SOUTH NYACK – Most of the talk about the Tappan Zee Bridge project so far has been about construction, noise and how the state will pay for the crossing.
But on Monday, the conversation took a new direction: the bridge as a money generator.
“You’re in a good place here right now, particularly with some of the development at the Tappan Zee Bridge and what’s going to happen,” Mary Kay Vrba, tourism director for Dutchess County, told 50 people at “Destination Rockland: Blazing New Trails in Tourism” at Nyack College.
A group of marketing experts, business leaders and elected officials saw visions of cash registers being filled up by tourists walking or bicycling over the bridge’s dedicated path into Rockland County. A revitalized bus system slated to be ready when the $3.9 billion span opens in 2018 could bring more.
Rockland Legislative Chair Alden Wolfe organized the three-hour conference, stating that it marked the “launching point” for further discussion.
Vrba drew parallels between the upcoming Tappan Zee path and the Walkway Over the Hudson, a 1.2-mile-long pedestrian walkway connecting Highland and Poughkeepsie that draws 700,000 visitors a year. Rockland has most of the ingredients to became a destination with its access to the Hudson River, a bevy of hiking trails and parks, and quaint river villages filled with stores and restaurants.
Downtown Poughkeepsie, on the other hand, lacks popular tourist draws like art galleries, she said.
“They walk the bridge and they say, ‘What next?’ ” Vrba said. “So you’ve got the what next, I think, with Nyack and Piermont and a lot of the shops and everything. You’ve got a product that you can work with. I think you have some real opportunities.”
Officials have the luxury of time to take a look at their towns and villages, address their needs and invest in a tourism plan, she said.

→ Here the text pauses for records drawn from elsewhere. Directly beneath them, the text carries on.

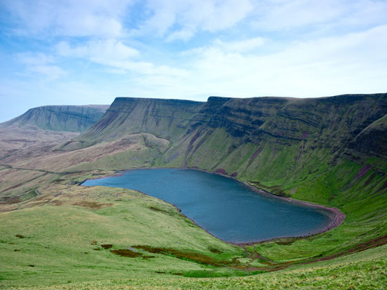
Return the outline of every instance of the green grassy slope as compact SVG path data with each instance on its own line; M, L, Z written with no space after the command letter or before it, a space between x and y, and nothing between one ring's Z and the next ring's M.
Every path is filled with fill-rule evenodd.
M0 269L6 269L0 271L0 285L381 287L387 264L386 97L211 97L188 102L182 111L184 104L173 100L120 98L114 110L66 144L66 151L17 163L73 174L59 182L48 174L33 183L41 196L0 204ZM70 151L79 147L85 148ZM211 237L158 200L68 185L101 170L152 166L232 175L275 194L337 207L346 219L312 237L242 249ZM10 169L2 171L7 174L0 177L14 176ZM28 192L29 184L23 185ZM142 245L142 255L93 250L102 244L114 250ZM28 266L32 261L36 265Z
M108 108L108 105L44 106L30 109L1 126L35 125L44 130L84 132L95 123Z

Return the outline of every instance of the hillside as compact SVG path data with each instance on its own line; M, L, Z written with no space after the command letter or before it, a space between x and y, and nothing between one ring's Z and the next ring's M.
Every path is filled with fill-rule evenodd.
M117 98L94 125L60 146L3 158L0 286L381 287L386 114L387 94L206 102ZM237 246L160 200L78 186L139 167L232 175L337 208L346 218L311 237Z
M2 123L11 125L33 125L43 130L83 132L95 123L108 105L44 106L28 110L24 114Z

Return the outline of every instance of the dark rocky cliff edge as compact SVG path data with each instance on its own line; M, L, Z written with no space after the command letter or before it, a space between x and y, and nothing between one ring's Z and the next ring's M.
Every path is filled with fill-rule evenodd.
M62 149L150 133L168 140L169 146L144 166L198 168L258 180L263 188L274 186L272 191L302 198L303 184L325 186L343 174L335 171L346 171L350 183L367 166L370 171L360 175L375 171L375 180L382 182L387 171L386 114L385 93L310 99L210 97L207 102L119 97L98 122ZM127 160L116 165L132 166ZM328 180L330 175L335 177ZM339 190L332 186L327 201Z

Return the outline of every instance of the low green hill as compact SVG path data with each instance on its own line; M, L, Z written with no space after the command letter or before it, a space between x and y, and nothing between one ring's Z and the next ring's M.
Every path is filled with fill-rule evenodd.
M62 151L4 160L12 164L0 167L8 195L0 201L0 287L383 289L386 114L387 94L117 98ZM77 186L138 167L232 175L346 218L313 236L240 246L160 200Z
M44 130L84 132L95 123L108 108L108 105L44 106L30 109L0 126L35 125Z

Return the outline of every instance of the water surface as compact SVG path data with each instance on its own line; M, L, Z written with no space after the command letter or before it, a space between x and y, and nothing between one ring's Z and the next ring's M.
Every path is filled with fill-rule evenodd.
M162 199L231 242L306 235L332 222L327 210L256 193L235 180L196 170L131 170L83 185L123 187Z

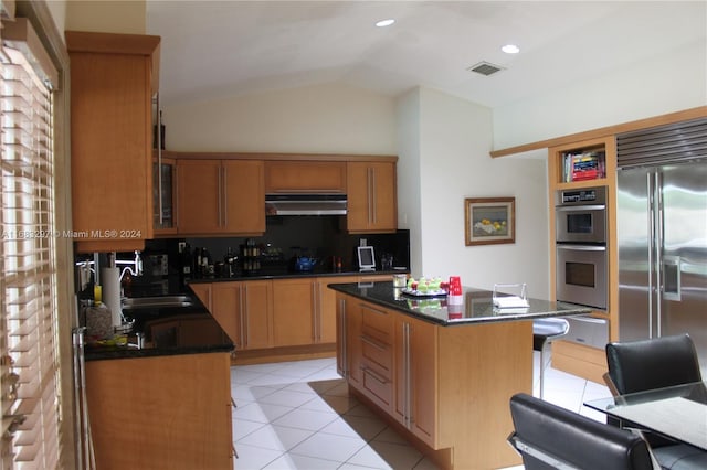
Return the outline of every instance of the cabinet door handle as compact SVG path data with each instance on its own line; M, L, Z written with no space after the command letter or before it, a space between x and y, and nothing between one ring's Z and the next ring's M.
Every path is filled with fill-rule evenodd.
M410 323L402 324L403 334L403 361L404 361L404 381L405 381L405 426L412 428L412 367L410 364Z
M319 308L317 302L317 282L312 282L312 335L315 342L319 342Z
M221 188L221 167L219 167L219 172L217 173L217 180L219 185L219 201L218 201L218 210L219 210L219 228L221 228L221 214L223 213L223 209L221 204L223 203L223 188Z
M162 201L162 111L159 109L159 94L157 94L157 205L159 209L159 227L165 224Z
M371 278L371 281L376 281L376 278ZM373 313L378 313L378 314L388 314L388 312L387 312L386 310L378 310L378 309L374 309L374 308L372 308L371 306L366 305L366 303L361 303L360 306L361 306L362 308L365 308L366 310L371 311L371 312L373 312Z
M371 217L373 224L378 223L378 212L376 211L376 200L378 199L376 192L376 169L371 168Z
M173 171L172 181L175 184L175 197L172 197L172 201L175 201L175 207L172 209L172 217L175 218L172 223L175 224L175 227L179 227L179 165L177 165L177 163L173 164L172 171Z
M339 299L339 344L341 353L341 375L349 376L348 344L346 341L346 300Z
M366 344L370 344L371 346L376 348L379 351L388 350L388 344L382 343L378 340L374 340L371 337L367 337L366 334L361 334L361 341L363 341Z
M223 168L223 227L229 226L229 169Z
M241 291L241 341L247 348L247 287L240 286Z
M367 177L366 178L366 183L367 183L367 186L368 186L366 189L366 192L367 192L367 197L368 197L368 224L369 225L373 222L373 218L372 218L372 215L373 215L372 192L373 192L373 190L372 190L372 185L371 185L372 180L373 180L372 172L373 172L372 168L369 167L368 169L366 169L366 173L367 173L366 174L366 177Z
M379 382L379 383L381 383L383 385L390 382L388 378L381 377L379 374L377 374L376 372L371 371L368 367L362 366L361 371L363 372L363 374L370 375L372 378L376 380L376 382Z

South Nyack and Tappan Zee project officials are still struggling to figure out where people who want to use the path will park in the village. The project team is expected to hold a meeting soon with several concepts proposed by the community, Mayor Bonnie Christian said.
Asked how they addressed parking for the Walkway Over the Hudson, Vrba said the land on both sides was municipally owned and purchased by the state parks department so they could be converted into paid lots. They also had the benefit in Poughkeepsie of parking garages six blocks away.
Veronica Vanterpool, executive director of Tri-State Transportation Campaign and a member of the task force that recently came up with transit recommendations for the bridge, said it was seeking a “transformation” of the existing Tappan ZEExpress service to entice more riders. There would be modern buses, traveling more frequently, utilizing technology like off-board fare collection, but some have said the plan didn’t work.
The system, known as bus rapid transit, is still in the conceptual stage. There are no cost estimates, and only $20 million in state seed money to date.